Stock Awards. During 1997, the Company’s Board of Directors adopted the 1997 Equity Incentive Plan and the 1997 Non-Employee Directors’ Plan (collectively, the “1997 Plans”). Concurrently with the adoption of the 1997 Plans, the Company decided to no longer grant options under the 1991 Stock Plan (“1991 Plan”). The fact that no new options were being issued under the 1991 Plan had no effect on options outstanding under that plan. The 1997 Plans provide for stock options and stock purchase rights to be granted to employees, directors and consultants. Under the 1997 Equity Incentive Plan, shares available for grant are increased by three and one- half percent of the total number of shares outstanding at the end of each year from 1997 to 2006 up to a maximum of 2,000,000 shares per year. Options granted under the 1997 Equity Incentive Plan may be incentive stock options or nonstatutory stock options.

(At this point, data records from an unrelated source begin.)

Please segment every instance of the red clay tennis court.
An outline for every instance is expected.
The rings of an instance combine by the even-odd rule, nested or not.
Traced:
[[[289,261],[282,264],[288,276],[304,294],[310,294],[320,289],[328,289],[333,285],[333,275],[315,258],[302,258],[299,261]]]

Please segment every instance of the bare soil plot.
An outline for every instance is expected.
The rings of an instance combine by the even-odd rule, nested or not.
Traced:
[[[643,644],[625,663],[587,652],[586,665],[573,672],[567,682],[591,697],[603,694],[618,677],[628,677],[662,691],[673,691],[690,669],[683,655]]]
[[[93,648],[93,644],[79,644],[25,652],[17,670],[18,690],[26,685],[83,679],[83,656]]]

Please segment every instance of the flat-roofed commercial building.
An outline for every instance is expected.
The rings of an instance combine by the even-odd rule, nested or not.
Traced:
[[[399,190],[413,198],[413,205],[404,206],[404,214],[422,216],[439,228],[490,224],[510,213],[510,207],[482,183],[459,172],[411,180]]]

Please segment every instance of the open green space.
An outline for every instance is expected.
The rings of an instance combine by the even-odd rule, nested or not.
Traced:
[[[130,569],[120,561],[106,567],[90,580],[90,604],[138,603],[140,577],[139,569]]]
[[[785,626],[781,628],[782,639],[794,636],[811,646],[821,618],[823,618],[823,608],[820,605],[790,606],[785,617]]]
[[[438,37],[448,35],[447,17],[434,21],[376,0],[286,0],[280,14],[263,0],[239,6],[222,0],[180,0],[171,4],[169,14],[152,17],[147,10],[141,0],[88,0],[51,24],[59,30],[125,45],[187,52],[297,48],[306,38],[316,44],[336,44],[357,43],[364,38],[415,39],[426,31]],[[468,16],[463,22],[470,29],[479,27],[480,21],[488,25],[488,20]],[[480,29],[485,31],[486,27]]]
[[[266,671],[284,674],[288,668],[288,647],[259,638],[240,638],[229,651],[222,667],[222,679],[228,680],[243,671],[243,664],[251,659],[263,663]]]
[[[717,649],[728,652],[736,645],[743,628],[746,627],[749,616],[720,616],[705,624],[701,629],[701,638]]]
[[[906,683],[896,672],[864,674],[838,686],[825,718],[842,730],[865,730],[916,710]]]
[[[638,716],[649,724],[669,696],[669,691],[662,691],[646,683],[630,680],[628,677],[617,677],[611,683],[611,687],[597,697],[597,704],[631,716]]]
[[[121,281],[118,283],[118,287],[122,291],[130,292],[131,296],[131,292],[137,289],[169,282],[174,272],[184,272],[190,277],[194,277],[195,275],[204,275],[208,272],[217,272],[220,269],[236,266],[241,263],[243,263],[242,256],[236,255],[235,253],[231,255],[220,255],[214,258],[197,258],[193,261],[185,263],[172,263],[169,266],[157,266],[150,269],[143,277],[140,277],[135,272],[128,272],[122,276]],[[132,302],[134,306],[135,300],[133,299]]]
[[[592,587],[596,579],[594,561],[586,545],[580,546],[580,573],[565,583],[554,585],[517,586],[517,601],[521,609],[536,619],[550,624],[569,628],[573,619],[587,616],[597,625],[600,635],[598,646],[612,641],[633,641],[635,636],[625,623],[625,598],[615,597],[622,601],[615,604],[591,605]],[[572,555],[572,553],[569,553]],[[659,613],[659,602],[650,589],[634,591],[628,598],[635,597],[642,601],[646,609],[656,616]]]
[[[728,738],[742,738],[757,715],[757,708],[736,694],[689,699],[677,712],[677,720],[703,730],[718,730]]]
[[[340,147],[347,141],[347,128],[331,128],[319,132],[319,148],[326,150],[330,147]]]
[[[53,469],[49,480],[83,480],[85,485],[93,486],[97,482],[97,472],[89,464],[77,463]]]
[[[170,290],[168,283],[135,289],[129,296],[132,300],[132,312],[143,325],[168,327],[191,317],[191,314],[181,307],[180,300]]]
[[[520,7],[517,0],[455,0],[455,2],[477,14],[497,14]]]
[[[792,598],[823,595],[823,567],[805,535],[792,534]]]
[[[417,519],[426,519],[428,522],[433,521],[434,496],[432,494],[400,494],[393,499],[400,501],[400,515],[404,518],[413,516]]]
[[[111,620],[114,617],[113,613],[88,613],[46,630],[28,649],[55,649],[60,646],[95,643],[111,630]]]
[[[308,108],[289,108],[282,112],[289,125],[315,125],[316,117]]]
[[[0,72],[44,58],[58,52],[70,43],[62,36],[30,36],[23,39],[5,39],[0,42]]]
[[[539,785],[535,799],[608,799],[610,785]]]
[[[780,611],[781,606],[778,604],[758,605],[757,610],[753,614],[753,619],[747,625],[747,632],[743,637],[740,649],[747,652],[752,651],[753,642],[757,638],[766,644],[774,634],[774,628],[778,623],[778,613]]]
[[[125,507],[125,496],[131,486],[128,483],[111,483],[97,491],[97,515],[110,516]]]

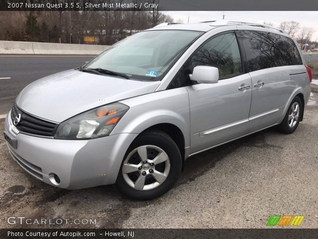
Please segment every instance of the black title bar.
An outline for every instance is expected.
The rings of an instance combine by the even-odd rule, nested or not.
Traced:
[[[316,0],[1,0],[0,11],[318,10]]]

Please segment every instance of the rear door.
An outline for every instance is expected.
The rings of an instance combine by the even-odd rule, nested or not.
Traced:
[[[251,131],[276,123],[290,93],[292,50],[284,37],[266,31],[238,30],[252,81]]]

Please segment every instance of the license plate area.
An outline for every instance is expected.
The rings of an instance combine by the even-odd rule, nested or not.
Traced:
[[[13,148],[16,148],[17,146],[17,140],[16,139],[9,135],[9,134],[6,132],[3,132],[3,134],[4,135],[4,139],[9,143],[9,144],[12,146]]]

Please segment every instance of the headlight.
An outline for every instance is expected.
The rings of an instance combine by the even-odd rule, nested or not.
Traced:
[[[129,109],[125,105],[113,103],[86,111],[61,123],[54,138],[78,139],[107,136]]]

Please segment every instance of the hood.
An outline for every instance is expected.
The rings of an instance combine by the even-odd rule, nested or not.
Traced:
[[[95,107],[154,92],[159,85],[70,70],[32,83],[16,102],[29,114],[60,122]]]

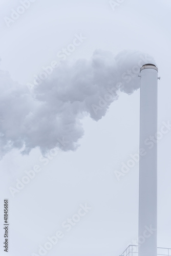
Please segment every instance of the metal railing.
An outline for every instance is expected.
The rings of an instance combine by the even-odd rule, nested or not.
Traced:
[[[138,256],[138,245],[129,245],[120,256]],[[158,256],[171,256],[170,248],[157,248],[157,255]]]

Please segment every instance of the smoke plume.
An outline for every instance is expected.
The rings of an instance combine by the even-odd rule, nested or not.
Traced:
[[[83,135],[81,119],[98,121],[121,91],[140,87],[138,73],[153,58],[139,52],[116,56],[102,50],[90,60],[63,62],[31,92],[0,71],[0,154],[13,148],[29,154],[38,147],[45,154],[56,147],[74,150]]]

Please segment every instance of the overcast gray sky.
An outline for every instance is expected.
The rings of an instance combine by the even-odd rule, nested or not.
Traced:
[[[67,61],[89,61],[97,49],[110,51],[114,56],[125,50],[147,53],[155,59],[161,76],[160,131],[162,122],[171,122],[170,1],[120,2],[112,8],[108,0],[36,0],[8,23],[5,17],[11,18],[11,9],[18,10],[21,4],[1,0],[1,70],[28,90],[27,84],[33,83],[43,66],[59,61],[56,54],[72,44],[76,34],[86,39],[66,55]],[[1,86],[6,86],[6,82]],[[22,108],[19,105],[18,113]],[[119,93],[118,100],[98,122],[87,115],[81,122],[84,135],[74,151],[58,151],[46,161],[38,148],[29,155],[13,149],[1,161],[1,255],[6,255],[5,198],[9,201],[9,256],[38,255],[39,245],[44,246],[47,238],[58,230],[63,236],[48,251],[48,256],[119,256],[137,239],[138,163],[119,181],[115,171],[120,170],[122,163],[138,151],[139,90],[131,95]],[[45,134],[48,141],[49,135]],[[169,131],[158,142],[158,244],[170,248],[170,145]],[[16,187],[16,180],[21,180],[25,171],[35,165],[41,171],[12,197],[9,188]],[[86,203],[91,209],[67,231],[62,223]]]

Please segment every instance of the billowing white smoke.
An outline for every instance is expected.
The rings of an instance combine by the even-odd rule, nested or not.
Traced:
[[[154,59],[139,52],[114,56],[96,50],[91,60],[63,62],[32,93],[0,71],[0,143],[2,157],[12,148],[28,154],[38,147],[74,150],[83,135],[81,120],[104,116],[118,92],[139,88],[140,68]]]

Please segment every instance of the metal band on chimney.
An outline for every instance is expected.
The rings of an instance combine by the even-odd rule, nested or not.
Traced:
[[[145,64],[142,67],[142,68],[141,68],[140,72],[141,71],[141,70],[145,69],[153,69],[157,70],[157,71],[158,72],[158,68],[154,64],[150,64],[150,63]]]

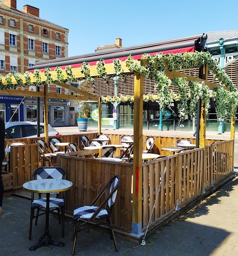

Exercise prices are determined by the Board of Directors and may not be less than 100% of the fair value of the Company’s common stock (not less than 85% of fair value for nonstatutory stock options granted under the 1997 Equity Incentive Plan) on the date of grant. Options and purchase rights granted under the 1997 Non-Employee Directors’ Plan and granted prior to June 2001 under the 1997 Equity Incentive Plan are exercisable upon grant, subject to repurchase by the Company until vested. Options that were granted after June 2001 are exercisable only upon vesting. Options generally vest over four years and expire no more than ten years from the date of grant.

The Company has elected to follow APB No. 25 and related Interpretations in accounting for its stock options and stock purchase rights because, as discussed below, the alternative fair value accounting provided for under SFAS 123 requires use of option valuation models that were not developed for use in valuing employee stock options and rights.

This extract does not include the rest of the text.